This is an archive of the discontinued LLVM Phabricator instance.

[RISCV] Detect bitcasted splat patterns
Needs ReviewPublic

Authored by luke on Aug 24 2023, 7:48 AM.

Details

Summary

A common issue in RV32 is that i64 splats of fixed length vectors are legalized
to (bitcast v2i64 (build_vector <i32 x, i32 y, i32 x, i32 y>)).

These are then lowered in RISCVISelLowering to something like:

(insert_subvector (bitcast (extract_subvector (vmv_v_x_vl))))

RV64 doesn't have this problem since the insert_subvector and extract_subvector pairs are usually combined away, but the bitcast introduced with SEW=64 on RV32 prevents this from happening.

This patch handles the case by peeking through the inserts, bitcasts and
extracts to detect the "hidden" splats.

Diff Detail

Unit TestsFailed

Event Timeline

luke created this revision.Aug 24 2023, 7:48 AM
Herald added a project: Restricted Project. · View Herald TranscriptAug 24 2023, 7:48 AM
luke requested review of this revision.Aug 24 2023, 7:48 AM
Herald added a project: Restricted Project. · View Herald TranscriptAug 24 2023, 7:49 AM

Should we DAGCombine some of this away? Or custom lower fixed vector bitcasts into scalable bitcast?

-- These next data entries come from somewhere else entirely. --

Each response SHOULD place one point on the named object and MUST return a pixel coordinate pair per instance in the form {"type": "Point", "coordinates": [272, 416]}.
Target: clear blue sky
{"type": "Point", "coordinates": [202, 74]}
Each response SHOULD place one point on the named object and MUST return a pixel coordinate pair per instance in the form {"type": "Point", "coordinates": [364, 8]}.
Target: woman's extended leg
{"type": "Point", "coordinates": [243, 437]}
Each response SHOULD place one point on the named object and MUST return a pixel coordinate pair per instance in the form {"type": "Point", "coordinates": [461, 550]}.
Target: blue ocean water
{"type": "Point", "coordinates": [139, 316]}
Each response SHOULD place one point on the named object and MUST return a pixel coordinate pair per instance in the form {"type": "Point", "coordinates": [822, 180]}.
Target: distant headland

luke added a comment.Aug 25 2023, 4:07 AM

Should we DAGCombine some of this away? Or custom lower fixed vector bitcasts into scalable bitcast?

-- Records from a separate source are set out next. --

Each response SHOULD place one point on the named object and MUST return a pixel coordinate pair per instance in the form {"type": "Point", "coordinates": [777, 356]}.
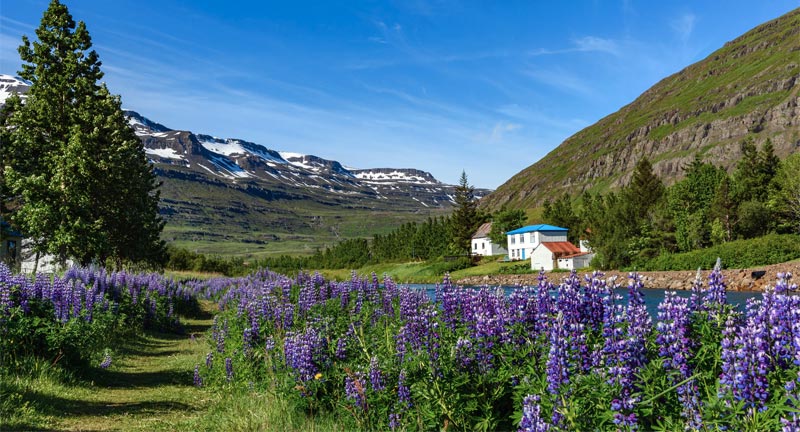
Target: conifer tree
{"type": "Point", "coordinates": [81, 183]}
{"type": "Point", "coordinates": [465, 219]}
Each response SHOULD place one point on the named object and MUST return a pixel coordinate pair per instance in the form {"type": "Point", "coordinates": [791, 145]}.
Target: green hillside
{"type": "Point", "coordinates": [749, 87]}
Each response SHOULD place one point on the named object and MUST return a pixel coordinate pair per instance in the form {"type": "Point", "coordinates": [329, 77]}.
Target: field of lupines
{"type": "Point", "coordinates": [77, 319]}
{"type": "Point", "coordinates": [572, 356]}
{"type": "Point", "coordinates": [377, 356]}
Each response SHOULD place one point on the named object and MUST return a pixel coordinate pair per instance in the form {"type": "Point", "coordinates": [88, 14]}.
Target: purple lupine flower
{"type": "Point", "coordinates": [531, 416]}
{"type": "Point", "coordinates": [354, 389]}
{"type": "Point", "coordinates": [464, 353]}
{"type": "Point", "coordinates": [716, 295]}
{"type": "Point", "coordinates": [675, 346]}
{"type": "Point", "coordinates": [304, 352]}
{"type": "Point", "coordinates": [792, 423]}
{"type": "Point", "coordinates": [558, 365]}
{"type": "Point", "coordinates": [106, 362]}
{"type": "Point", "coordinates": [394, 421]}
{"type": "Point", "coordinates": [198, 381]}
{"type": "Point", "coordinates": [745, 363]}
{"type": "Point", "coordinates": [635, 285]}
{"type": "Point", "coordinates": [403, 392]}
{"type": "Point", "coordinates": [228, 368]}
{"type": "Point", "coordinates": [247, 341]}
{"type": "Point", "coordinates": [375, 378]}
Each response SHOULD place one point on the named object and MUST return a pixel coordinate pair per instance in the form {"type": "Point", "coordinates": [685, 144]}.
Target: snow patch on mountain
{"type": "Point", "coordinates": [396, 176]}
{"type": "Point", "coordinates": [166, 153]}
{"type": "Point", "coordinates": [10, 85]}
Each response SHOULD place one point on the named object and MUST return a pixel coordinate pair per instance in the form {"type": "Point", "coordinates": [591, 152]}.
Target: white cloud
{"type": "Point", "coordinates": [500, 129]}
{"type": "Point", "coordinates": [561, 79]}
{"type": "Point", "coordinates": [683, 26]}
{"type": "Point", "coordinates": [596, 44]}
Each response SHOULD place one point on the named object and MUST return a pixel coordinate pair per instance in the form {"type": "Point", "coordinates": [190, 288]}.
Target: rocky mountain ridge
{"type": "Point", "coordinates": [255, 200]}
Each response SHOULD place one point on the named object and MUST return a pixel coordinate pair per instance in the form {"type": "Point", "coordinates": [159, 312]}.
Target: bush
{"type": "Point", "coordinates": [770, 249]}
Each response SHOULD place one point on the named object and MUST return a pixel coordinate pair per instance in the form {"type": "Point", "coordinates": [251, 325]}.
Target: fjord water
{"type": "Point", "coordinates": [652, 296]}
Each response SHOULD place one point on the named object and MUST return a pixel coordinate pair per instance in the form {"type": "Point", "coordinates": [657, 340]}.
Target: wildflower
{"type": "Point", "coordinates": [531, 417]}
{"type": "Point", "coordinates": [106, 362]}
{"type": "Point", "coordinates": [198, 381]}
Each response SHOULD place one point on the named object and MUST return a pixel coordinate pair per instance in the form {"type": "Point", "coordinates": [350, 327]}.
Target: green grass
{"type": "Point", "coordinates": [427, 272]}
{"type": "Point", "coordinates": [149, 387]}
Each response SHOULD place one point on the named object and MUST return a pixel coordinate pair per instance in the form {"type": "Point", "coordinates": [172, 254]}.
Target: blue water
{"type": "Point", "coordinates": [652, 296]}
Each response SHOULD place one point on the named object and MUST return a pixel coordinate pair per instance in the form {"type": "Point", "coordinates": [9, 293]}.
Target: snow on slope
{"type": "Point", "coordinates": [397, 176]}
{"type": "Point", "coordinates": [10, 85]}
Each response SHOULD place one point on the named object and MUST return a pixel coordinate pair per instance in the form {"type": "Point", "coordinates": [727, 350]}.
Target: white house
{"type": "Point", "coordinates": [522, 241]}
{"type": "Point", "coordinates": [482, 244]}
{"type": "Point", "coordinates": [561, 255]}
{"type": "Point", "coordinates": [46, 263]}
{"type": "Point", "coordinates": [10, 242]}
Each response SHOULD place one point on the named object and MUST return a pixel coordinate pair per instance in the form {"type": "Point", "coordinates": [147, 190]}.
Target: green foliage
{"type": "Point", "coordinates": [732, 86]}
{"type": "Point", "coordinates": [785, 200]}
{"type": "Point", "coordinates": [465, 219]}
{"type": "Point", "coordinates": [690, 202]}
{"type": "Point", "coordinates": [78, 175]}
{"type": "Point", "coordinates": [770, 249]}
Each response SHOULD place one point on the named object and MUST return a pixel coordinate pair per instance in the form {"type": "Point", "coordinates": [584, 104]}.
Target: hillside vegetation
{"type": "Point", "coordinates": [747, 88]}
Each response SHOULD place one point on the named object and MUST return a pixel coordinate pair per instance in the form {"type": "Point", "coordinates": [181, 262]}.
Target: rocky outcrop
{"type": "Point", "coordinates": [748, 88]}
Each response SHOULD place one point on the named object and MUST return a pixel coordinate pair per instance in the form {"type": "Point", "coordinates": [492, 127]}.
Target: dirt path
{"type": "Point", "coordinates": [149, 388]}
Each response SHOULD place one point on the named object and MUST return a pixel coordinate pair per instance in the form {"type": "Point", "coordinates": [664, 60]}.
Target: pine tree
{"type": "Point", "coordinates": [82, 186]}
{"type": "Point", "coordinates": [465, 219]}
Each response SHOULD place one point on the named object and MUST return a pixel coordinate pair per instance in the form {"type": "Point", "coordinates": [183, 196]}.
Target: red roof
{"type": "Point", "coordinates": [576, 255]}
{"type": "Point", "coordinates": [561, 249]}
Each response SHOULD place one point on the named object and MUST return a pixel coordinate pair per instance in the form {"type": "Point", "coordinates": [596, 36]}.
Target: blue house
{"type": "Point", "coordinates": [522, 241]}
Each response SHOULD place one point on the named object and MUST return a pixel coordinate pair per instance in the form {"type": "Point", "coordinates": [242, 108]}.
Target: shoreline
{"type": "Point", "coordinates": [735, 279]}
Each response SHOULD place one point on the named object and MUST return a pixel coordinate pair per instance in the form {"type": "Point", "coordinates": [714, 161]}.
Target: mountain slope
{"type": "Point", "coordinates": [749, 87]}
{"type": "Point", "coordinates": [231, 196]}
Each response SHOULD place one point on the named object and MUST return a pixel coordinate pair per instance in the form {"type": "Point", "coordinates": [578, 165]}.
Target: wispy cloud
{"type": "Point", "coordinates": [583, 44]}
{"type": "Point", "coordinates": [596, 44]}
{"type": "Point", "coordinates": [561, 79]}
{"type": "Point", "coordinates": [500, 129]}
{"type": "Point", "coordinates": [683, 26]}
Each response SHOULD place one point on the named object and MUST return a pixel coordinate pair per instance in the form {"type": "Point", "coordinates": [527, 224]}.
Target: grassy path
{"type": "Point", "coordinates": [148, 387]}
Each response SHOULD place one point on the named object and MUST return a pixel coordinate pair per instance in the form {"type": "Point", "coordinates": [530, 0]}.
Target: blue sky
{"type": "Point", "coordinates": [488, 87]}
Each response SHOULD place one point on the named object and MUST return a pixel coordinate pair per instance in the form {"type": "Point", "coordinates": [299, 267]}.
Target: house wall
{"type": "Point", "coordinates": [483, 246]}
{"type": "Point", "coordinates": [46, 264]}
{"type": "Point", "coordinates": [578, 262]}
{"type": "Point", "coordinates": [541, 258]}
{"type": "Point", "coordinates": [521, 246]}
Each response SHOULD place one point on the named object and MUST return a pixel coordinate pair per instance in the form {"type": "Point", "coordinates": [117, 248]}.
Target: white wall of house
{"type": "Point", "coordinates": [541, 258]}
{"type": "Point", "coordinates": [521, 246]}
{"type": "Point", "coordinates": [483, 246]}
{"type": "Point", "coordinates": [46, 264]}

I tried a DAGCombine of (bitcast (build_vector)) to emit splat_vector_parts, but it's a bit awkward and results in more materialisations on the stack, because it doesn't get to take advantage of the build_vector lowering optimisations.

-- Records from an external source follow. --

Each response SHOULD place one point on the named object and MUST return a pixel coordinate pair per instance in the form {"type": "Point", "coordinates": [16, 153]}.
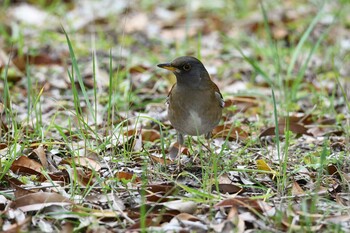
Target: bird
{"type": "Point", "coordinates": [194, 102]}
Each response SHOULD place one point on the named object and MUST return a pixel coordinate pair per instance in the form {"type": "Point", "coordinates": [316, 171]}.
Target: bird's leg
{"type": "Point", "coordinates": [180, 141]}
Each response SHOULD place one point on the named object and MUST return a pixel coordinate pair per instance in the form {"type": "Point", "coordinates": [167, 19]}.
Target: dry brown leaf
{"type": "Point", "coordinates": [128, 176]}
{"type": "Point", "coordinates": [40, 200]}
{"type": "Point", "coordinates": [293, 126]}
{"type": "Point", "coordinates": [228, 188]}
{"type": "Point", "coordinates": [40, 152]}
{"type": "Point", "coordinates": [229, 132]}
{"type": "Point", "coordinates": [161, 160]}
{"type": "Point", "coordinates": [263, 166]}
{"type": "Point", "coordinates": [84, 162]}
{"type": "Point", "coordinates": [296, 189]}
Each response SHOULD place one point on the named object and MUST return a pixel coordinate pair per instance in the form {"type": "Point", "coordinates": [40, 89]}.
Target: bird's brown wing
{"type": "Point", "coordinates": [219, 96]}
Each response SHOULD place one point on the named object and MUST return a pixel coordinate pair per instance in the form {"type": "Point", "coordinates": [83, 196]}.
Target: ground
{"type": "Point", "coordinates": [85, 142]}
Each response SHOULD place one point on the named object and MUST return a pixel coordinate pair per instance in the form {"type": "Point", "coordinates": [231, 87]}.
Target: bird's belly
{"type": "Point", "coordinates": [193, 122]}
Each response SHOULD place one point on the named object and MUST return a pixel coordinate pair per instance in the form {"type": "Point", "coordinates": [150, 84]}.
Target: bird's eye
{"type": "Point", "coordinates": [187, 67]}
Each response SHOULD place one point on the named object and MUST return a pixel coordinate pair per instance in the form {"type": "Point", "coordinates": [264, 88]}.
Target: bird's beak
{"type": "Point", "coordinates": [167, 66]}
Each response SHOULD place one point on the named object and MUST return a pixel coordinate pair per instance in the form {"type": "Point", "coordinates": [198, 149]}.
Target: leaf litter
{"type": "Point", "coordinates": [112, 172]}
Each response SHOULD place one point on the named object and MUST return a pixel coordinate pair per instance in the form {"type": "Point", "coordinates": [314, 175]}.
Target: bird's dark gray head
{"type": "Point", "coordinates": [188, 70]}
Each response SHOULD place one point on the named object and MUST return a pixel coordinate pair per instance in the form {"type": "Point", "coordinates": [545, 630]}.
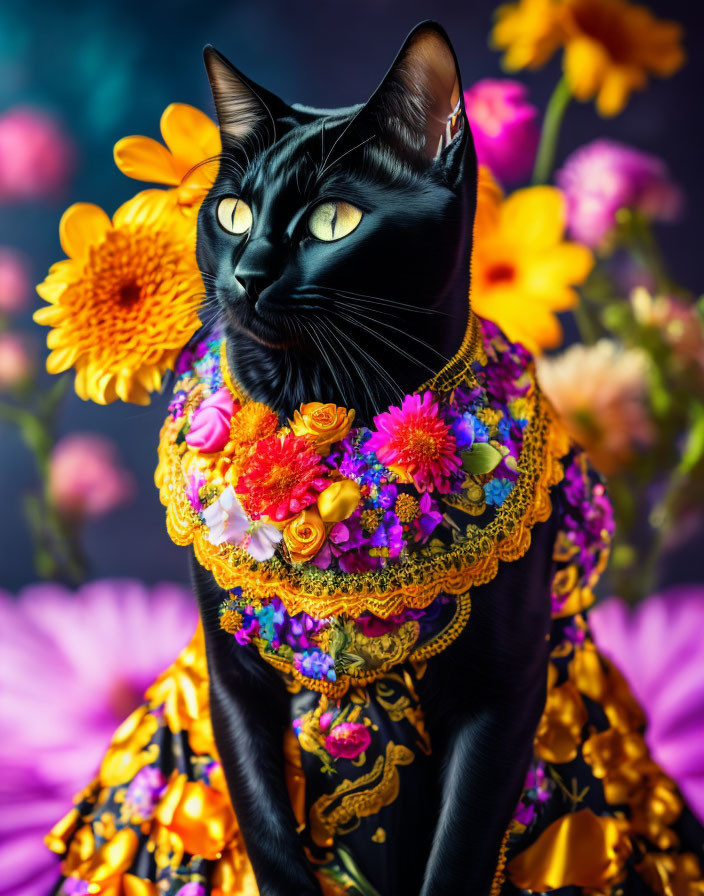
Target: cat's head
{"type": "Point", "coordinates": [335, 244]}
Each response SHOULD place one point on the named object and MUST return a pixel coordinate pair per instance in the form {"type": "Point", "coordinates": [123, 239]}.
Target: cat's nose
{"type": "Point", "coordinates": [255, 269]}
{"type": "Point", "coordinates": [253, 283]}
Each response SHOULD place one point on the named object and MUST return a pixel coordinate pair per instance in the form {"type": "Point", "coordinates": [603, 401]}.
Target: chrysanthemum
{"type": "Point", "coordinates": [72, 667]}
{"type": "Point", "coordinates": [612, 46]}
{"type": "Point", "coordinates": [192, 139]}
{"type": "Point", "coordinates": [599, 392]}
{"type": "Point", "coordinates": [124, 303]}
{"type": "Point", "coordinates": [416, 443]}
{"type": "Point", "coordinates": [522, 269]}
{"type": "Point", "coordinates": [283, 477]}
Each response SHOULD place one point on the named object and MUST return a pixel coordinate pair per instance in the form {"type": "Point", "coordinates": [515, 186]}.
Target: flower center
{"type": "Point", "coordinates": [604, 26]}
{"type": "Point", "coordinates": [129, 294]}
{"type": "Point", "coordinates": [422, 444]}
{"type": "Point", "coordinates": [500, 273]}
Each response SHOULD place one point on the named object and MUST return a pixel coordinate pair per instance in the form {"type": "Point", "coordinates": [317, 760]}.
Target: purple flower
{"type": "Point", "coordinates": [659, 648]}
{"type": "Point", "coordinates": [504, 126]}
{"type": "Point", "coordinates": [72, 667]}
{"type": "Point", "coordinates": [603, 177]}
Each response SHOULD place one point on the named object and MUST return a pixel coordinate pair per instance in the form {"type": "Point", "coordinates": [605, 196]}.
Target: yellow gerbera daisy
{"type": "Point", "coordinates": [192, 139]}
{"type": "Point", "coordinates": [611, 46]}
{"type": "Point", "coordinates": [529, 31]}
{"type": "Point", "coordinates": [124, 302]}
{"type": "Point", "coordinates": [522, 269]}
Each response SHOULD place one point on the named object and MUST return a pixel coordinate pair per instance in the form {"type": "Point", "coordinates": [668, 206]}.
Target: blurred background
{"type": "Point", "coordinates": [102, 71]}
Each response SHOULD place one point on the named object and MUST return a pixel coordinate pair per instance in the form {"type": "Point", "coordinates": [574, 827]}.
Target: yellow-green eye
{"type": "Point", "coordinates": [234, 215]}
{"type": "Point", "coordinates": [332, 220]}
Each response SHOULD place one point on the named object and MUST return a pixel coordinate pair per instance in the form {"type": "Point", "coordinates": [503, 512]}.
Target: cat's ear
{"type": "Point", "coordinates": [418, 108]}
{"type": "Point", "coordinates": [242, 106]}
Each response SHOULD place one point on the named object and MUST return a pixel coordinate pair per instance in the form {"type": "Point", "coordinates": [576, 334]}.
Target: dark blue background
{"type": "Point", "coordinates": [108, 69]}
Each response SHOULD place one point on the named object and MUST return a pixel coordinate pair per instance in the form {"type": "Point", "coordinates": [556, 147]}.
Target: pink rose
{"type": "Point", "coordinates": [210, 426]}
{"type": "Point", "coordinates": [347, 740]}
{"type": "Point", "coordinates": [14, 282]}
{"type": "Point", "coordinates": [504, 126]}
{"type": "Point", "coordinates": [85, 476]}
{"type": "Point", "coordinates": [36, 157]}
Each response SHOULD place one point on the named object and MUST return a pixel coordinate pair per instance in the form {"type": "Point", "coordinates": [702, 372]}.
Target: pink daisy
{"type": "Point", "coordinates": [415, 442]}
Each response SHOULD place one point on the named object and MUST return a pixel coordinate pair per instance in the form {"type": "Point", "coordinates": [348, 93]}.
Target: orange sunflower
{"type": "Point", "coordinates": [522, 269]}
{"type": "Point", "coordinates": [188, 163]}
{"type": "Point", "coordinates": [611, 46]}
{"type": "Point", "coordinates": [124, 302]}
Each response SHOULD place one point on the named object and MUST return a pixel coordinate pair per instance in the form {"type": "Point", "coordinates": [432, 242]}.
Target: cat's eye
{"type": "Point", "coordinates": [332, 220]}
{"type": "Point", "coordinates": [234, 215]}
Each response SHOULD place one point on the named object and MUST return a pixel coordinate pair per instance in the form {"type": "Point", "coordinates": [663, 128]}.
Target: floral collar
{"type": "Point", "coordinates": [336, 519]}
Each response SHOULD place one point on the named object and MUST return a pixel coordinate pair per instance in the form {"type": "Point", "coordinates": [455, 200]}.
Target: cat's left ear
{"type": "Point", "coordinates": [242, 106]}
{"type": "Point", "coordinates": [418, 109]}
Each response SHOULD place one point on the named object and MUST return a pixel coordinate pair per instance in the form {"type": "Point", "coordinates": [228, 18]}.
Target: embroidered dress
{"type": "Point", "coordinates": [349, 556]}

Will try combining/lowering it to vmv_v_x_vl directly

Should we DAGCombine some of this away? Or custom lower fixed vector bitcasts into scalable bitcast?

I tried a DAGCombine of (bitcast (build_vector)) to emit splat_vector_parts, but it's a bit awkward and results in more materialisations on the stack, because it doesn't get to take advantage of the build_vector lowering optimisations.

Will try combining/lowering it to vmv_v_x_vl directly

I was asking more about the inserts and extracts. Shouldn't we end up with a scalable vector bitcast instead of a fixed vector bitcast sandwiched between inserts and extracts?